Impôt : salariés, que devez-vous déclarer ?

Impôt : salariés, que devez-vous déclarer ?

Vous êtes sous contrat de travail (CDI, CDD, intérim, saisonnier, etc.) et vous vous interrogez sur ce que vous devez obligatoirement déclarer. Sachez que toutes les rémunérations perçues au titre de votre activité salariée doivent être déclarées au fisc. Le salaire imposable inclut le salaire de base et les accessoires du salaire.

Le salaire de base

Qui est concerné ?

Le salaire de base équivaut à la somme stable versée chaque mois par votre employeur. Celui-ci peut être majoré suite à la réalisation d’heures supplémentaires. Les salariés concernés sont :

  • ceux liés à un employeur via un contrat de travail ;
  • ceux liés à un employeur incluant des liens de subordination (ou étroite dépendance) ;
  • ceux titulaires d’un statut spécifique octroyant la qualité de salarié.

Les exceptions et spécificités

Si certaines gratifications attribuées peuvent être exonérées d’imposition, d’autres bénéficient de règles particulières comme :

  • les sommes perçues par les jeunes

Les salariés étudiants de 26 ans peuvent ne déclarer qu’une fraction des sommes perçues (3 fois le montant mensuel du Smic) ou déclarer tout leur revenu afin d’accéder à la prime d’activité.
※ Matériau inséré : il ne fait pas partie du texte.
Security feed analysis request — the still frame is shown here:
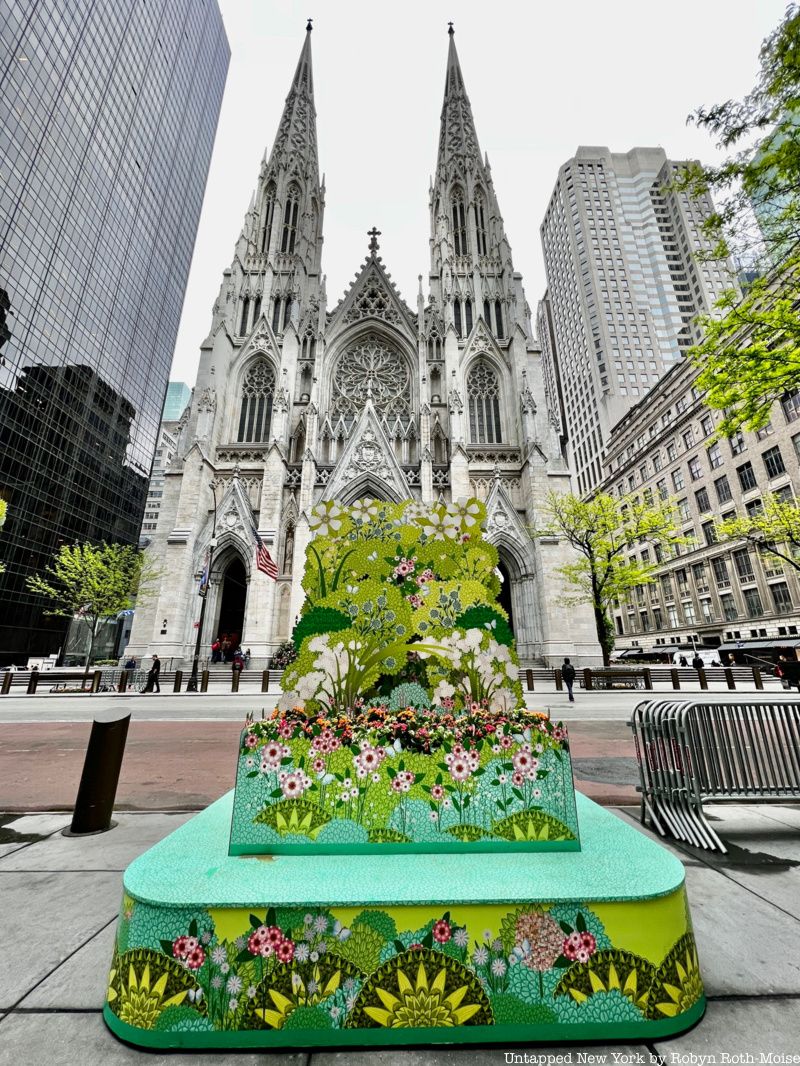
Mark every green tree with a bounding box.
[715,496,800,570]
[27,542,155,682]
[676,3,800,434]
[531,492,686,665]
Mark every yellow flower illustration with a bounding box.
[652,935,703,1018]
[114,963,188,1029]
[349,950,493,1029]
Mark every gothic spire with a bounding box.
[269,19,319,181]
[436,22,481,177]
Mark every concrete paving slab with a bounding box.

Au delà de 26 ans, la totalité du salaire en lien avec une activité même partielle doit être déclarée.

En ce qui concerne les bourses et autres allocations : seules les bourses allouées via des critères sociaux par l’État ou les collectivités territoriales pour permettre à l’étudiant de poursuivre ses études ne sont pas à déclarer. Les gratifications perçues lors d’un stage ne le sont pas non plus, dans la limite de 17 599 €.
Enfin, dans le cadre d’une activité de volontariat, seules les sommes rétribuées dans le cadre du volontariat dans les armées sont à déclarer.

  • les salaires des apprentis

Les salaires versés dans le cadre d’un contrat d’apprentissage sont exonérés de l’impôt sur le revenu jusqu’au seuil de 17 599 €. Cette somme doit être calculée avant de déduire les frais professionnels. Seule la partie supérieure à 17 599 € doit être déclarée. Cette limite est ajustée en fonction de la durée d’apprentissage.

  • les salaires des assistants maternels et assistantes familiaux

Le salarié peut déclarer uniquement son salaire ou y ajouter les indemnités obtenues au titre de l’entretien et de l’hébergement des enfants. Une somme forfaitaire peut donc être déduite. Il suffit de soustraire du total des salaires et indemnités la somme forfaitaire représentative des frais engagés dans l’intérêt des enfants.

Les accessoires de salaire

Le salaire de base imposable tient compte de la déduction des frais professionnels : frais de déplacement du domicile au lieu de travail, frais de restauration sur lieu de travail et autres frais de documentation et de mise à jour des connaissances professionnelles. Le salarié a le choix entre la déduction ces frais pour leur montant réel et la déduction forfaitaire de 10 % comprise pour chaque membre du foyer fiscal entre 426 € et 12 183 €.

Doivent aussi être déclarés :

  • les avantages en nature ou en argent : logement, nourriture, voiture de fonction, ordinateurs, téléphones mobiles
  • l’épargne salariale : plan d’épargne salariale, compte épargne temps, intéressement, participation au bénéfice, etc.
  • les indemnités de fin de contrat, les allocations chômage et préretraite ;
  • les prestations sociales et familiales ;
  • les indemnités pour arrêt de travail sauf :

l’indemnité journalière de maternité supplémentaire, attribuée par les CPAM aux femmes dont le métier comporte des travaux incompatibles avec leur état ;

l’indemnité journalière versée en cas de maladie comportant un traitement prolongé et des soins particulièrement coûteux ;

l’indemnité versée aux personnes souffrant de maladies radio-induites ou à leurs ayants droit ;

l’indemnité versée aux victimes de l’amiante ou à leurs ayants droit ;

l’indemnité perçue en exécution d’un contrat d’assurance à adhésion facultative complétant, pour des risques non professionnels, les prestations de la Sécurité sociale ;

l’indemnité journalière d’accident du travail ou de maladie professionnelle (exonération à 50 %) ;

l’indemnité temporaire d’inaptitude versée suite à un accident du travail ou une maladie professionnelle (exonération à 50 %).

Pour obtenir confirmation et bien noter les éventuelles évolutions législatives, veillez à contacter un professionnel expert dans le domaine de la fiscalité.